Over the next few months – and hitting fever pitch with the notorious Rooney episode – The OC began falling apart. Righteousness seemed to be the soup du jour as nearly every episode featured Ryan ponderously scolding whoever whenever wherever (no one seemed to care about his unprotected sex though). The irreverance that was so anti-Beverly Hills 90210 was gone, and in its place the Afterschool Special. Furthermore, as the Oliver saga dragged on – and then later its aftermath – Ryan and Marissa took centerstage with their laborious and way too melodramatic hijinx. Luckily, Seth, Summer and Anna kept things going for us – but how can we not get frustrated when the most interesting characters are relegated to the sidelines? Also, remember when Marissa, Summer and Luke were cool? At what point did they all become dorks? Can we have a little high school context here?
We did get a few bones tossed our way – namely Julie and Luke, a beauty of a soap storyline. Come to think of it, anything with Julie was pretty much destined to be great. Haley has been a nice addition too. And a breezy episode in Las Vegas gave us hope that the writers hadn’t totally forgotten the spirit of the show.

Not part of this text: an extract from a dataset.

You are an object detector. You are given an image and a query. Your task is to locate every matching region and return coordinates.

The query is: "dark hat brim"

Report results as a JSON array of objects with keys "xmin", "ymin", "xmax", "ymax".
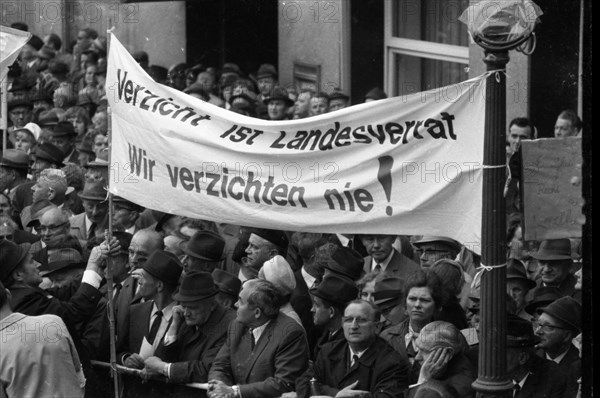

Unfortunately, a somber and emo-filled season finale reminded us of the lame direction the series seemed to take. It’s not too late for The OC though. There are still all those lovable quirks: Kirsten turning to the bottle when the going gets tough, the predictable cueing of the emo music before the show’s closing credits, the lighthearted breakfast banter accompanied by spritely plucking strings, and of course the liberal use of ‘hey’ as the preferred salutation in Newport Beach. Ryan and Marissa alone challenge the eskimos’ 26 words for “snow” with their various “hey” inflections.
I’m not a hater of The OC. Truth is that I love it. I gripe because I love. We need more Seth and Summer, less Paris Hilton/Death Cab for Cutie-esque guest spots. We need storylines to pan out and not shoot their loads in two episodes (whatever happened to that flirty lawyer in Sandy’s firm? Wasn’t she dating Jimmy when, oh nevermind…). For better or worse, I’ll be watching.